BOISE, Idaho -- As part of its DRAM expansion strategy, Micron Technology Inc. today announced it has paid Toshiba Corp. $250 million in cash and issued 1.5 million shares of stock, valued at $45 million, to complete its acquisition of Toshiba's commodity dynamic random-access memory business in Virginia.

Late last year, when the deal was announced, Micron did not release the terms of the planned acquisition, which includes Toshiba's Dominion Semiconductor LLC manufacturing fab in Manassas, Va. (see Dec. 18 story).

The completion of the purchase comes after Micron announced today that it has agreed to acquire the memory business of Hynix Semiconductor Inc. for $3.2 billion in stock and a $200 investment in the Korean company's non-memory chip operations (see today's story).

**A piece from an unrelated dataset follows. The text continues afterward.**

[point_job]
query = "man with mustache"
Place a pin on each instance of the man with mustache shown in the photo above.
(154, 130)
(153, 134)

The Dominion facility was originally formed as a joint venture between Toshiba and IBM Corp., which began full-scale wafer production in 1997. In 2000, Toshiba purchased IBM's ownership interest.

"The utilization of the Dominion DRAM operations should enable Micron to further leverage our highly-efficient manufacturing model and continue to reduce our cost per wafer," said Steve Appleton, chairman, CEO and president of Micron. "We intend to begin transferring our 0.13-micron manufacturing and process technologies into the Dominion facility as soon as possible and expect the transfer to be completed by the end of 2002.

"Market conditions will determine subsequent manufacturing plans," he added.